Routing – Use BGP as an IGP – Multisite w Redundant Layer 3 MPLS WANs

bgplayer3mplsmpls-vpnrouting

The requirements are

  • Hundreds of sites.
  • Each has a router and firewall and a switch stack.
  • Layer 3 MPLS WAN with BGP to provider VRF.

BGP as an IGP?

iBGP

Would you distribute a public ASN across all branch sites and use iBGP to route inter-branch packets? Route reflector(s); MED based routing?

eBGP

Would you assign a private ASN per branch?

… or Don't Use BGP?

DMVPN

DMVPN (minus encryption?) to hide/abstract away the BGP, allowing use of IGP for all inter-site routing?

Best Design?

Anyone think eBGP or iBGP is preferable? I find DMVPN attractive because

  1. My routing is separated from their routing.
  2. We're able to use a faster converging Interior Gateway Protocol.
  3. We're not using Border Gateway Protocol as an IGP.

however lean towards iBGP because it fits the use case and adds no GRE overhead. What is the best way to route traffic given this topology?

Best Answer

All I can do is explain how a pretty successful large network does it.

Each of the hundreds to thousands of end-sites on an MPLS VPN is in the same private BGP AS, so site-to-site traffic is switched directly by the carrier MPLS cloud. The data centers each have their own private BGP ASes. So, the WAN is a mixture of iBGP and eBGP. Each end-site and data center runs its own separate IGP, injecting the default and specific routes from the MPLS cloud(s), although the standard defines only one, each site's IGP is independent from all the other sites'.

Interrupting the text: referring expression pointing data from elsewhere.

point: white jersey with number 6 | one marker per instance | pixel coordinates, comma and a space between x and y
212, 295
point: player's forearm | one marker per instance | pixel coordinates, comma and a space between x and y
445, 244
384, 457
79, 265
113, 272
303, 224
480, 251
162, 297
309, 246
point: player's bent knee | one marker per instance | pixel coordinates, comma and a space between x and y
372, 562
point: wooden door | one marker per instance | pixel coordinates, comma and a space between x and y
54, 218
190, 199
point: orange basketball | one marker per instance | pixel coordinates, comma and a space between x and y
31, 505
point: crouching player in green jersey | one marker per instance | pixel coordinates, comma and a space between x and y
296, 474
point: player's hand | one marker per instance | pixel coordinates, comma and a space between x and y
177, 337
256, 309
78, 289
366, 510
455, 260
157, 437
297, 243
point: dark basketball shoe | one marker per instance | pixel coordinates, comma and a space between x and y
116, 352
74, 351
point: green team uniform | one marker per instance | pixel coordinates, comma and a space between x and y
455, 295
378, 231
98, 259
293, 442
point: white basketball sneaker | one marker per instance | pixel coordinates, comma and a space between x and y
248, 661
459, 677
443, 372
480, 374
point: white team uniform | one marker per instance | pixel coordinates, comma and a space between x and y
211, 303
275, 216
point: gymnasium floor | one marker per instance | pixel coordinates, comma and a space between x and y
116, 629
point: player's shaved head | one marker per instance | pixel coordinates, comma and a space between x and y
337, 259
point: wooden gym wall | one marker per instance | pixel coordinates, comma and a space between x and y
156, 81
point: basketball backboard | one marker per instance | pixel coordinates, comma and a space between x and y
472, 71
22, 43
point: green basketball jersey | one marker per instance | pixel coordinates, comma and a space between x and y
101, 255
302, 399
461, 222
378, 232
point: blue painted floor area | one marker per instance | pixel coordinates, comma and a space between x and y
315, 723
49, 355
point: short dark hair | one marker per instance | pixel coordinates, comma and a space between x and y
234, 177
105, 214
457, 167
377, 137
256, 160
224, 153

Some end-sites have one WAN circuit, and some sites have two WAN circuits. Of the sites with two WAN circuits, some have both circuits on one carrier (required to terminate at separate carrier POPs), and some have one circuit on each of two different carriers. Obviously, the data centers have large-pipe connections to all the carriers, but the end-site circuits are right-sized for the traffic to/from the particular site.

Each end-site gets a default route to the MPLS cloud, and a few specific prefixes from the data centers.

This was arrived at after many years of various arrangements. Using an IGP across the WAN for hundreds to thousands of sites just proved too problematic (actually slowing IGP convergence to a crawl), and forcing traffic to a central site, even if the traffic was site-to-site added too much latency.